Les Frères polonais, appelés aussi ariens (surtout par leurs adversaires), antitrinitaires, anabaptistes, unitaires (ce dernier nom a été adopté après la loi de bannissement de 1658) et pendant un certain temps au XVIIe siècle sociniens[1], continuèrent leur activité en exil, principalement en Transylvanie, aux Pays-Bas et en Prusse Ducale. Leurs dernières communautés à l'étranger disparurent en 1803.

Naissance modifier

Le premier foyer d'antitrinitaires en Pologne est le milieu des émigrés italiens qui, fuyant l'Inquisition installée en Italie en 1542, sont arrivés en Pologne après avoir connu des refuges temporaires en Suisse et en Allemagne. Le juriste Lelio Socin (1525-1562), le plus célèbre des précurseurs italiens d'antitrinitarisme en Pologne, visite le pays à deux reprises - en 1551 et 1559. La reine polonaise d'origine italienne Bona Sforza accorde volontiers l'hospitalité aux humanistes italiens (Lelio Socin, Giorgio Blandrata, Bernardino Ochino), mais c'est surtout la tolérance religieuse de la république des Deux Nations, garantie par la loi de 1573 (confédération de Varsovie), qui fait de la République une terre d'accueil pour des confessions persécutées ailleurs. Ainsi vivent en Pologne, côte à côte, des catholiques, des orthodoxes, des juifs, des luthériens, des anabaptistes et des calvinistes.

Les origines de l’Église réformée en Pologne remontent à la première moitié du XVIe siècle. La Réforme se répand très rapidement à l’Université de Cracovie mais aussi dans les campagnes. La haute noblesse adopte la foi évangélique. Les princes Leszczyński font de leur fief de Leszno un foyer actif, où trouvent refuge les protestants de Bohème, chassés par Ferdinand de Habsbourg. Mikołaj Radziwiłł met son immense fortune au service de sa foi, fonde des églises, écoles et imprimeries et finance la traduction de la Bible en polonais. La Réforme prend son essor avec l’humaniste Jan Łaski, secrétaire du roi Zygmunt II Auguste qui organise l’Église Réformée et tente de rapprocher luthériens et réformés.

Piotr de Goniądz, parti pour se former à la prêtrise, revient pasteur calviniste désireux d'amener l'Église réformée de Pologne à l'acceptation des thèses de Michel Servet. Le synode calviniste qui se tient en 1558 à de Pińczów, le condamne et l'oblige à quitter la Pologne. Il trouve refuge auprès de Jan Kiszka qui lui offre la possibilité d'organiser, à Węgrów, la première Église locale antitrinitaire.

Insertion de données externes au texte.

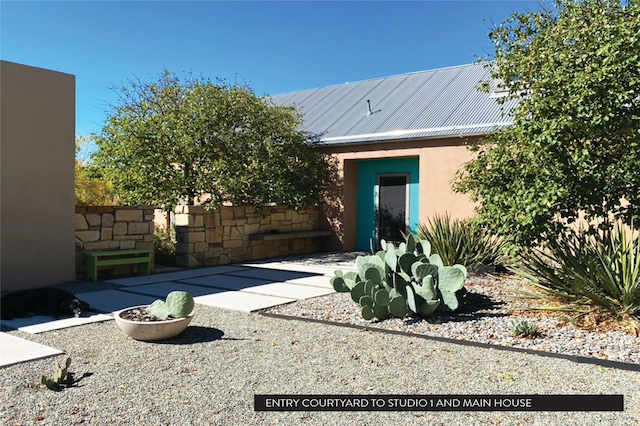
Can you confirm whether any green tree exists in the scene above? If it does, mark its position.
[94,70,333,209]
[75,136,118,206]
[454,0,640,247]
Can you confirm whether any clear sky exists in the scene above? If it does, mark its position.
[0,0,540,135]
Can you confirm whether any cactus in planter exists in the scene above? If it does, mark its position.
[146,291,195,320]
[331,235,467,320]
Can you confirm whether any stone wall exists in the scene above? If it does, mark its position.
[75,206,154,275]
[175,206,322,267]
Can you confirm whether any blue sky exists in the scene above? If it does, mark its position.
[0,0,539,135]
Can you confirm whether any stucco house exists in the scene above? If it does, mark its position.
[272,64,512,251]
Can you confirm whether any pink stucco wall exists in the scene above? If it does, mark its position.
[319,137,478,251]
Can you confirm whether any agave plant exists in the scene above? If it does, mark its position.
[418,213,508,267]
[511,223,640,317]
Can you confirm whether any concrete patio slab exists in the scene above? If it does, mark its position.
[225,268,316,283]
[182,274,273,290]
[194,291,295,312]
[82,290,157,312]
[241,262,357,276]
[123,281,224,300]
[10,314,113,334]
[286,275,333,289]
[0,333,64,367]
[240,283,334,300]
[105,265,247,286]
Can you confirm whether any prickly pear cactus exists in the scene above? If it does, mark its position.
[146,291,195,320]
[331,235,467,320]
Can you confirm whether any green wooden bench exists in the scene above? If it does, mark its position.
[84,249,153,282]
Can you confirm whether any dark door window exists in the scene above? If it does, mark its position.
[376,173,409,244]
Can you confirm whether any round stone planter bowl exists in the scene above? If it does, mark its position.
[113,306,195,342]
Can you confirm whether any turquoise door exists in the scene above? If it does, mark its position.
[356,157,420,250]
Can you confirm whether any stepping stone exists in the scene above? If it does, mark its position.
[226,268,315,283]
[77,290,157,312]
[0,333,64,367]
[194,291,295,312]
[182,274,273,290]
[127,281,224,300]
[106,265,247,286]
[241,283,334,300]
[9,314,113,334]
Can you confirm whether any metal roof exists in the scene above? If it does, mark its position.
[271,64,514,145]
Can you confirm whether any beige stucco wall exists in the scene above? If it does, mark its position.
[318,137,478,251]
[0,61,75,291]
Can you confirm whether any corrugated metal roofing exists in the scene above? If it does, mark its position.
[272,64,513,145]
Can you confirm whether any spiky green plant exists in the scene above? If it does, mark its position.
[40,358,71,390]
[417,213,509,268]
[509,319,540,338]
[511,223,640,319]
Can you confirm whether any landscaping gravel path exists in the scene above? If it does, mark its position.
[0,305,640,426]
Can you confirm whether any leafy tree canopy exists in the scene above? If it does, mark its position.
[75,136,118,206]
[455,0,640,247]
[94,70,333,209]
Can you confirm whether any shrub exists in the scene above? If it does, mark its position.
[153,226,177,265]
[418,213,510,268]
[511,223,640,317]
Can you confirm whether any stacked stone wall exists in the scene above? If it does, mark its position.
[75,206,154,277]
[175,206,322,267]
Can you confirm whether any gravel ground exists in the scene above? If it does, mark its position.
[0,258,640,426]
[267,275,640,369]
[0,305,640,426]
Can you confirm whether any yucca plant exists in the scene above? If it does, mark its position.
[509,319,540,338]
[418,213,508,268]
[512,223,640,317]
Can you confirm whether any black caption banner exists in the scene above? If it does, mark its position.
[253,395,624,411]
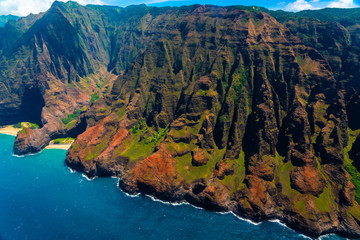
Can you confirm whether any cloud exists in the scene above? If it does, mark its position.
[0,0,104,16]
[285,0,314,12]
[327,0,358,8]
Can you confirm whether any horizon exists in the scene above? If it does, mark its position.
[0,0,360,17]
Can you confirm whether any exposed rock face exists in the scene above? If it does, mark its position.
[62,3,360,236]
[0,2,360,237]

Cependant, les idées antitrinitaires se répandent et le , lors du synode de Pińczów, l'Église calviniste se divise sous l'influence, entre autres, de Giorgio Blandrata et Grzegorz Paweł de Brzeziny. Les désaccords portent sur la doctrine de la Trinité. Les chefs du groupe réformateur rejettent cette doctrine qu’ils jugent contraire aux Écritures. Cette prise de position provoque la colère des responsables de l’Église et les dissidents font sécession. Ils prennent le nom des Frères Polonais.

Activité modifier

C'est la ville de Raków qui devient la capitale du mouvement. L’activité d’édition des Frères polonais prend de l’ampleur vers 1600 avec l'installation de l'imprimerie. Très vite, Raków rivalise avec les meilleures imprimeries d’Europe. On estime qu’en quarante ans environ 200 ouvrages y sont publiés.

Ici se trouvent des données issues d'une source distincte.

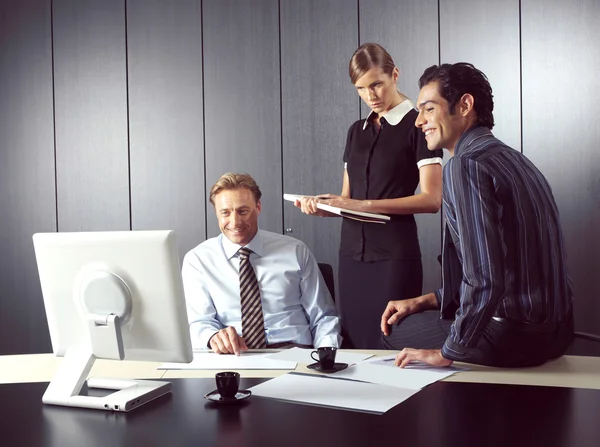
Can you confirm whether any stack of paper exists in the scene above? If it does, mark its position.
[250,373,418,414]
[158,352,296,370]
[250,352,460,413]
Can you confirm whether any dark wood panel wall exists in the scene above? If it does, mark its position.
[52,0,130,231]
[281,0,359,298]
[127,0,206,255]
[0,0,56,354]
[0,0,600,354]
[521,0,600,355]
[203,0,283,237]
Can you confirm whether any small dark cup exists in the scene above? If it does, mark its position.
[310,347,337,369]
[215,371,240,398]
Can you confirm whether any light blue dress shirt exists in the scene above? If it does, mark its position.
[182,230,341,349]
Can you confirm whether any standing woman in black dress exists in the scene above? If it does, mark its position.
[296,43,442,349]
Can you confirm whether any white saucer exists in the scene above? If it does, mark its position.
[204,390,252,404]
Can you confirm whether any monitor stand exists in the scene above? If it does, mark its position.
[42,347,171,411]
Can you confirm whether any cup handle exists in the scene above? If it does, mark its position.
[310,351,320,363]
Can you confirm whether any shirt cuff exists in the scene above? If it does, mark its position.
[442,337,479,363]
[433,289,444,309]
[198,328,219,349]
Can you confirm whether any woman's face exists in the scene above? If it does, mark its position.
[354,67,398,115]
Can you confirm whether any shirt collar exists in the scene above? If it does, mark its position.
[363,99,415,130]
[219,230,263,259]
[454,125,494,155]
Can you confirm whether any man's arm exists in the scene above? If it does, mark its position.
[181,253,224,349]
[442,157,505,361]
[298,244,342,348]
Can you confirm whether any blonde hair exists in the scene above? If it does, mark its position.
[348,43,396,84]
[209,172,262,206]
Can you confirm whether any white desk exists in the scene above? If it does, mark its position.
[0,351,600,389]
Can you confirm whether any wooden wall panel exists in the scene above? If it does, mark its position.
[359,0,442,292]
[521,0,600,351]
[127,0,206,257]
[53,0,130,231]
[0,0,56,355]
[281,0,359,290]
[440,0,521,150]
[202,0,283,237]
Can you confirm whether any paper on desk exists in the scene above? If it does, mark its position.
[335,362,455,391]
[268,348,373,365]
[250,373,418,414]
[158,352,296,370]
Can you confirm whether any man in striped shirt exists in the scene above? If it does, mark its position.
[381,63,573,367]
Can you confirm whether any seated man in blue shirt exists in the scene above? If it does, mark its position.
[182,173,341,355]
[381,63,573,367]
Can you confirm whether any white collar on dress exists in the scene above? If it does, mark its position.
[363,99,415,130]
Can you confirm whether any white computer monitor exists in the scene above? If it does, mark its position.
[33,231,192,411]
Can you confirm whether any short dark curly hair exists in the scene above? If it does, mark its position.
[419,62,494,129]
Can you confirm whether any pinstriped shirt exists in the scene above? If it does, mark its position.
[436,127,572,360]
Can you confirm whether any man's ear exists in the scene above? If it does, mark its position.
[457,93,475,116]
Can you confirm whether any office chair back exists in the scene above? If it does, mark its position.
[319,262,335,302]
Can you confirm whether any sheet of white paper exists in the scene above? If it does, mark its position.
[335,362,454,390]
[158,352,296,370]
[269,348,373,365]
[250,373,418,414]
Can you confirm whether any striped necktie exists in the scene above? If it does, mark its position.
[238,247,267,349]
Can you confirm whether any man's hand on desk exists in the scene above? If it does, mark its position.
[381,293,437,335]
[210,326,248,355]
[394,348,452,368]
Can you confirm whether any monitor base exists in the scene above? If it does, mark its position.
[42,348,171,412]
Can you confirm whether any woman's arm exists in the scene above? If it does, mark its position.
[318,163,442,214]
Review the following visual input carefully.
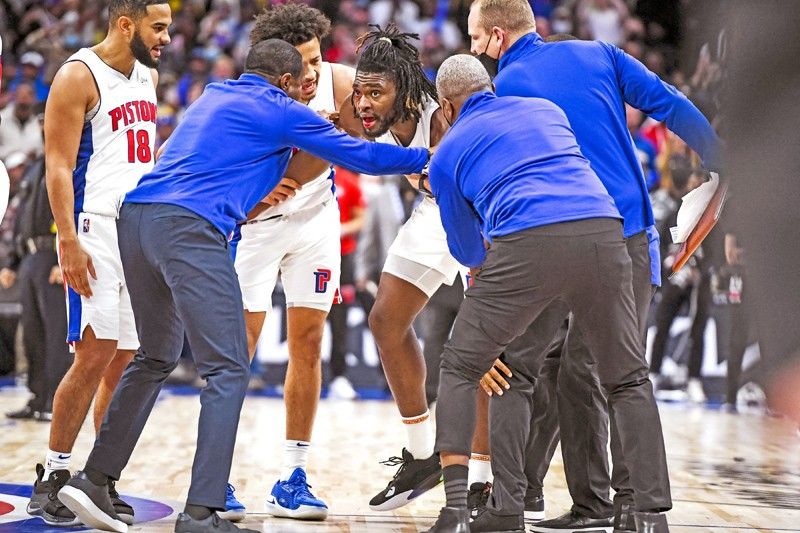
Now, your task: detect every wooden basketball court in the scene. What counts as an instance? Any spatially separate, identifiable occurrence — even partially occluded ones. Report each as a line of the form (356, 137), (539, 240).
(0, 389), (800, 533)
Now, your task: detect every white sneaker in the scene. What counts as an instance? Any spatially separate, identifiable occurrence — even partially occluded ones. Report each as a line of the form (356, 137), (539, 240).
(328, 376), (358, 400)
(686, 378), (706, 403)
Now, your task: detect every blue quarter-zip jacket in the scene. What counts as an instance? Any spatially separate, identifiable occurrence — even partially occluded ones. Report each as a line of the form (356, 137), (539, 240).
(494, 33), (720, 237)
(429, 91), (622, 267)
(125, 74), (428, 235)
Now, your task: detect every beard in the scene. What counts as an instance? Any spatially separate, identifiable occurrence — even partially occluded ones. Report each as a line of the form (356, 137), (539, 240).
(362, 110), (397, 140)
(130, 30), (159, 68)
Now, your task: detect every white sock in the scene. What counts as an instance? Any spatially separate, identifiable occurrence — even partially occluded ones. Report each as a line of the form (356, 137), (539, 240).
(281, 439), (311, 481)
(467, 453), (492, 486)
(403, 411), (435, 459)
(44, 450), (72, 480)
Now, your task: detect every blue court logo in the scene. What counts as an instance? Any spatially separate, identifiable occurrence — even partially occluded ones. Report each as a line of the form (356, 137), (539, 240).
(0, 483), (175, 533)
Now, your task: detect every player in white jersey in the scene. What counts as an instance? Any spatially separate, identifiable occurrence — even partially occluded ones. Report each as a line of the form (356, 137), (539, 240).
(28, 0), (172, 525)
(222, 3), (355, 520)
(340, 25), (466, 511)
(0, 35), (10, 220)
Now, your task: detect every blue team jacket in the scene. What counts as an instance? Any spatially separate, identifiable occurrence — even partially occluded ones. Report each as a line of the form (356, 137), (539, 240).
(429, 91), (622, 267)
(125, 74), (428, 235)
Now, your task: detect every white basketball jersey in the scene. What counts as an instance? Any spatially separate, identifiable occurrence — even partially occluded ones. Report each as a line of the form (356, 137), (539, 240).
(376, 100), (444, 211)
(257, 62), (336, 219)
(67, 48), (158, 218)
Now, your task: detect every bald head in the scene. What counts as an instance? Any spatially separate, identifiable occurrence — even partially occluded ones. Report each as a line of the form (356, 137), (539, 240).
(436, 54), (492, 101)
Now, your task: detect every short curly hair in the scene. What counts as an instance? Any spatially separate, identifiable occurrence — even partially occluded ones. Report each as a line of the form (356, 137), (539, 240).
(250, 2), (331, 46)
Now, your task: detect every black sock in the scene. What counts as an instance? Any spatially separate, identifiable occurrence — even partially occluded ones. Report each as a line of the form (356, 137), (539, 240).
(183, 503), (214, 520)
(83, 465), (108, 487)
(442, 465), (469, 509)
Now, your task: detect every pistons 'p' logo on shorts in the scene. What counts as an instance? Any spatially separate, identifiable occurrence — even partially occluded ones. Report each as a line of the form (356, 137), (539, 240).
(314, 268), (331, 294)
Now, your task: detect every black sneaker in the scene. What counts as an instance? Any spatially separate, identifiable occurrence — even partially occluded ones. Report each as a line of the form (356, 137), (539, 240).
(26, 464), (80, 527)
(369, 448), (442, 511)
(531, 511), (614, 533)
(108, 479), (133, 526)
(636, 513), (669, 533)
(58, 472), (128, 533)
(467, 481), (492, 518)
(175, 513), (259, 533)
(469, 507), (525, 533)
(424, 504), (470, 533)
(525, 493), (544, 522)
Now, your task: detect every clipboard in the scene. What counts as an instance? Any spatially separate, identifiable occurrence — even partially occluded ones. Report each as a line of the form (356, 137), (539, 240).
(670, 181), (728, 277)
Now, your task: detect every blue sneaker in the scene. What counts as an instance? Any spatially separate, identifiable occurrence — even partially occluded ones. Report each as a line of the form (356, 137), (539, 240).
(266, 468), (328, 520)
(217, 483), (247, 522)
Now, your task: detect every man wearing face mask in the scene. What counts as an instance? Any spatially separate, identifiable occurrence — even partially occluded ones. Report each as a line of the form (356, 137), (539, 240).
(59, 39), (429, 533)
(28, 0), (172, 526)
(468, 0), (720, 529)
(0, 82), (44, 159)
(430, 55), (666, 533)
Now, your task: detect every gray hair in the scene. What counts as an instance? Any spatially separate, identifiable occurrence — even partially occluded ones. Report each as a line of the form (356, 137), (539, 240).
(436, 54), (492, 99)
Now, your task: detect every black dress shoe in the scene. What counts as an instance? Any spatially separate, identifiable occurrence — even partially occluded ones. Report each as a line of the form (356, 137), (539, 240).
(469, 507), (525, 533)
(614, 501), (636, 533)
(525, 493), (544, 522)
(531, 511), (614, 533)
(175, 513), (259, 533)
(426, 507), (470, 533)
(636, 513), (669, 533)
(6, 405), (39, 420)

Les Frères polonais ressentent la nécessité d’instruire leurs coreligionnaires. C’est dans ce but, en 1602, ils créèrent l’Académie de Raków. Elle accueille des fils de Frères polonais, mais aussi des catholiques et des protestants. Bien qu’elle soit un séminaire théologique, au programme figurent aussi des cours de langues étrangères, d’éthique, d’économie, d’histoire, de droit, de logique, de sciences naturelles, de mathématiques, de médecine et de gymnastique. L’université est dotée d’une riche bibliothèque qui ne cesse de croître grâce à la production de l'imprimerie locale.

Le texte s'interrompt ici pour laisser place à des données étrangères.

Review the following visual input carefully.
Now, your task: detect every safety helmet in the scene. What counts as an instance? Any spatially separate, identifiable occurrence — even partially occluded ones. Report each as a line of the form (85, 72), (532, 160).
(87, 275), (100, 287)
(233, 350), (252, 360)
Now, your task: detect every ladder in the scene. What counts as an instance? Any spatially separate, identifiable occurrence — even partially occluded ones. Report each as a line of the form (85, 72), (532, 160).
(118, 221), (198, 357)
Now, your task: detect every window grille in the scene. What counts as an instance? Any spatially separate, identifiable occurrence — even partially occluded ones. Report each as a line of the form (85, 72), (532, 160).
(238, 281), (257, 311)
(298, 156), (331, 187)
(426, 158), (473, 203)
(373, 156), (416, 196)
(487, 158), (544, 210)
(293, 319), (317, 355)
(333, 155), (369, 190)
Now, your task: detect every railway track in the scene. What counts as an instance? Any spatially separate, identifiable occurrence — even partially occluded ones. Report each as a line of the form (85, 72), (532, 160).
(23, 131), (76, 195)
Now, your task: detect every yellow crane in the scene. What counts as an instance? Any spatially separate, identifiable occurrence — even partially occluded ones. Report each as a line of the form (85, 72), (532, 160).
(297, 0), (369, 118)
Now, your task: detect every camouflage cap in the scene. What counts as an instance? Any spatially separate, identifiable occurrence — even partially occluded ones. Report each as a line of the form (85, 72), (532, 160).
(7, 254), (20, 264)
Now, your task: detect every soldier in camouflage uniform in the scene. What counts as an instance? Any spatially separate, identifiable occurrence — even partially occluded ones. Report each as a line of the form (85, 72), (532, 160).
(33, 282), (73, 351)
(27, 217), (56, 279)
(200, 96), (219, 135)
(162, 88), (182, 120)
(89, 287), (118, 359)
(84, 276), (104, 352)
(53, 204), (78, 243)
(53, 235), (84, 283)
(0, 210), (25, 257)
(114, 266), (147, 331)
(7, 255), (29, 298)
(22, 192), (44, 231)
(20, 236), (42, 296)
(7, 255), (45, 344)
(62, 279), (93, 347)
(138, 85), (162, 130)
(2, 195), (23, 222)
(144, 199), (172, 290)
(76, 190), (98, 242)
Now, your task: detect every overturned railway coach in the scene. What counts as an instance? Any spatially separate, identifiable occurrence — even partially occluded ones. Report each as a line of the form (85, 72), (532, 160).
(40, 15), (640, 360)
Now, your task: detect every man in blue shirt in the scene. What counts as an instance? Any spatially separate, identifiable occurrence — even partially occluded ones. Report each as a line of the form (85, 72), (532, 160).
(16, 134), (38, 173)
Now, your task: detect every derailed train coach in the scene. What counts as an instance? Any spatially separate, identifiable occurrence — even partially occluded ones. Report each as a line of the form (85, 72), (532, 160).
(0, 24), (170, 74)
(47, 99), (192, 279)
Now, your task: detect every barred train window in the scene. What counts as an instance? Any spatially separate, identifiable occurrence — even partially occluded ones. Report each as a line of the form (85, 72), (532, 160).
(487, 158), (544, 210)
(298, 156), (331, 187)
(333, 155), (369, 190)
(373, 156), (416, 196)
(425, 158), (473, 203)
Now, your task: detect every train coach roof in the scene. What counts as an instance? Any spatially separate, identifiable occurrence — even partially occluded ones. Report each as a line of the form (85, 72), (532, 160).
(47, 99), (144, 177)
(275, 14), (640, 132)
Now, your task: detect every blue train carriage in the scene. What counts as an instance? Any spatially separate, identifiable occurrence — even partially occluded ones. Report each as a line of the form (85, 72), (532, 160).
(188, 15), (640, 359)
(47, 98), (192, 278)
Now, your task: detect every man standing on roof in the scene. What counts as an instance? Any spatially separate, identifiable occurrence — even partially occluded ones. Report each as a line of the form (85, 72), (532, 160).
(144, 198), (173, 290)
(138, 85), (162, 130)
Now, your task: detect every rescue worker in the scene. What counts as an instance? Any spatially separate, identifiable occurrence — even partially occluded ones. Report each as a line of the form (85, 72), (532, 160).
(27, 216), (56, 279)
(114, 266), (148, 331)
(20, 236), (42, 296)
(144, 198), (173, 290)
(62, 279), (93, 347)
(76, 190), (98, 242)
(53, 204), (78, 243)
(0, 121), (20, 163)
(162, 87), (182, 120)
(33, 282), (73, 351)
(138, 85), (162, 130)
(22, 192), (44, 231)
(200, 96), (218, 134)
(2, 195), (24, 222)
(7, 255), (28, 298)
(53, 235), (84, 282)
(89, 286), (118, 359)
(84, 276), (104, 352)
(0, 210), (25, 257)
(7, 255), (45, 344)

Le mouvement des Frères Polonais se divise à son tour entre radicaux et modérés. Mais en dépit de leurs divergences, ils s'accordent tous à rejeter la Trinité et le baptême des nouveau-nés. Ils s'opposent à la porte des armes et refusent occuper des fonctions officielles. Ils nient l’existence de l’enfer. Certains vendent leurs terres et affranchissent leurs serfs ; d'autres mettent leurs biens au service de la communauté.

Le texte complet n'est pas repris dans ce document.